LLMs have no idea what "correct" means.
Anything they happen to get "correct" is the result of probability applied to their large training database.
Being wrong will always be not only possible but also likely any time you ask for something that is not well represented in it's training data. The user has no way to know if this is the case so they are basically flying blind and hoping for the best.
Relying on an LLM for anything "serious" is a liability issue waiting to happen.
It’s a shame of bulk of that training data is likely 2010s blogspam that was poor quality to begin with.
This is easily proven incorrect. Just go to ChatGPT and say something incorrect and ask it to verify. Why do people still believe this type of thing?

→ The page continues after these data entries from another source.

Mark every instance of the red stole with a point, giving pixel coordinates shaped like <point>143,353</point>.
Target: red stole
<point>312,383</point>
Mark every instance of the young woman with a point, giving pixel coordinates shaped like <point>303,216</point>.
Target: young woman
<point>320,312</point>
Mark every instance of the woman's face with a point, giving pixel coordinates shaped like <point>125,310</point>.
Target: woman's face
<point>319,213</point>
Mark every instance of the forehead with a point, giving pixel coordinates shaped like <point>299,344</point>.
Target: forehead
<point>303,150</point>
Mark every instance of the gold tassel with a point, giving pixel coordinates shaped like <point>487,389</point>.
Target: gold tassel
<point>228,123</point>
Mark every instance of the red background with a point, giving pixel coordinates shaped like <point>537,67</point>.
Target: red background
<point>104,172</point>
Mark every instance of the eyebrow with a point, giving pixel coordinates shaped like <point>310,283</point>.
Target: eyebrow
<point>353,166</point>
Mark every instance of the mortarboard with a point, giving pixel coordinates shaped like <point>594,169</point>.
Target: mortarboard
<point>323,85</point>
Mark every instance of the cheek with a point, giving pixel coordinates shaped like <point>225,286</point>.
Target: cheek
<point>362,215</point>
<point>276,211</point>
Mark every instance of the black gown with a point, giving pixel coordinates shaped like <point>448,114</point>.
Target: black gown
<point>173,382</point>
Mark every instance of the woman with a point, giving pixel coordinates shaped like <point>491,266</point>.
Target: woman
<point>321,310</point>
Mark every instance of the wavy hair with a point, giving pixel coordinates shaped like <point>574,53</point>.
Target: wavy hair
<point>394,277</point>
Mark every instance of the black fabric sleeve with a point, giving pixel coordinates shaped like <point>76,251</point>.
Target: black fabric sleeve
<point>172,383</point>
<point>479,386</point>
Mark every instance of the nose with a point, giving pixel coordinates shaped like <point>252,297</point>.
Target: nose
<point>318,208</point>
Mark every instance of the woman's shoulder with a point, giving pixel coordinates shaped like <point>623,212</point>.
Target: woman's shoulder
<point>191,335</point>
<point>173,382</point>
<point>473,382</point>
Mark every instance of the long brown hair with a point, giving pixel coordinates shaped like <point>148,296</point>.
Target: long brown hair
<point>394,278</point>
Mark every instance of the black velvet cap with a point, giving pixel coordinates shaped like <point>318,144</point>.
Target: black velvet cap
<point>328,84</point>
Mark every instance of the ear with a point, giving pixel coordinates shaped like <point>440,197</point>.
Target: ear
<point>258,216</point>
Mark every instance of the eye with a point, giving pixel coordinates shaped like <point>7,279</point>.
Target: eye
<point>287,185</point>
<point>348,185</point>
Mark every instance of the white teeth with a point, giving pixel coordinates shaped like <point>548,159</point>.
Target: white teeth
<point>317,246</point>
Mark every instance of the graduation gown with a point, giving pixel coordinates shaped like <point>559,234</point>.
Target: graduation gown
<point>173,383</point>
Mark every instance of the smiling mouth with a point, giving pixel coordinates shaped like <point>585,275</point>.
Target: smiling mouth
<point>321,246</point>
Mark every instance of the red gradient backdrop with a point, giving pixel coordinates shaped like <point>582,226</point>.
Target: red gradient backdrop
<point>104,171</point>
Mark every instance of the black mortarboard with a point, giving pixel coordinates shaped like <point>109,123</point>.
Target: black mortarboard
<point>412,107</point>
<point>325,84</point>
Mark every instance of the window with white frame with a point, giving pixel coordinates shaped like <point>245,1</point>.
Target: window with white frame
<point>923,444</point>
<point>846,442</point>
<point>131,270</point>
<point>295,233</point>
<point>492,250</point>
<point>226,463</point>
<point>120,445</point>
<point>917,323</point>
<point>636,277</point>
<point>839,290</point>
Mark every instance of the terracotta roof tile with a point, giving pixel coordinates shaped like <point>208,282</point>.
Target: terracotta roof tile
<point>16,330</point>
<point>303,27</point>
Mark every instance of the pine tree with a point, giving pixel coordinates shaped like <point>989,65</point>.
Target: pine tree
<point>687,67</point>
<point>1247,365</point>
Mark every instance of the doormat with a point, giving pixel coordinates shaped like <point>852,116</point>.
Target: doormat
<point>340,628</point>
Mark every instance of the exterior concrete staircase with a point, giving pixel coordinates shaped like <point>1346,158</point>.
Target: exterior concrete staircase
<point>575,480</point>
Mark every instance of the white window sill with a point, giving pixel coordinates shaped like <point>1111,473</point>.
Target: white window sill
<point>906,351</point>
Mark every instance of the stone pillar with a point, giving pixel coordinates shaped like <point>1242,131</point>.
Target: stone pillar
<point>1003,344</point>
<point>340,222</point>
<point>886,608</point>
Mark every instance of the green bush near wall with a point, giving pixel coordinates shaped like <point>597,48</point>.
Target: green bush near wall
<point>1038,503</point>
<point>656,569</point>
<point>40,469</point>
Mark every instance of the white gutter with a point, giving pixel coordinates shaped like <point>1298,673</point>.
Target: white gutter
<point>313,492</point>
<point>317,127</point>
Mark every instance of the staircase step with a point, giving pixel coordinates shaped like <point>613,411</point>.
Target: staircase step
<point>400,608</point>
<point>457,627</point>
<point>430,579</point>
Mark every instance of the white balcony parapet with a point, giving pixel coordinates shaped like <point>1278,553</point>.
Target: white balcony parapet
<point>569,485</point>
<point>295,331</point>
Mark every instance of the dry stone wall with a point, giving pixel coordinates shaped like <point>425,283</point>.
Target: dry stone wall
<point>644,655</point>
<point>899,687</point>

Aye. I wish more conversations would be more of this nature - in that we should start with basic propositions - e.g. the thing does not 'know' or 'understand' what correct is.
This is about to change very soon. Unlike many other domains (such as greenfield scientific discovery), most coding problems for which we can write tests and benchmarks are "verifiable domains".
This means an LLM can autogenerated millions of code problem prompts, attempt millions of solutions (both working and non-working), and from the working solutions, penalize answers that have poor performance. The resulting synthetic dataset can then be used as a finetuning dataset.
There are now reinforcement finetuning techniques that have not been incorporated into the existing slate of LLMs that will enable finetuning them for both plausibility AND performance with a lot of gray area (like readability, conciseness, etc) in between.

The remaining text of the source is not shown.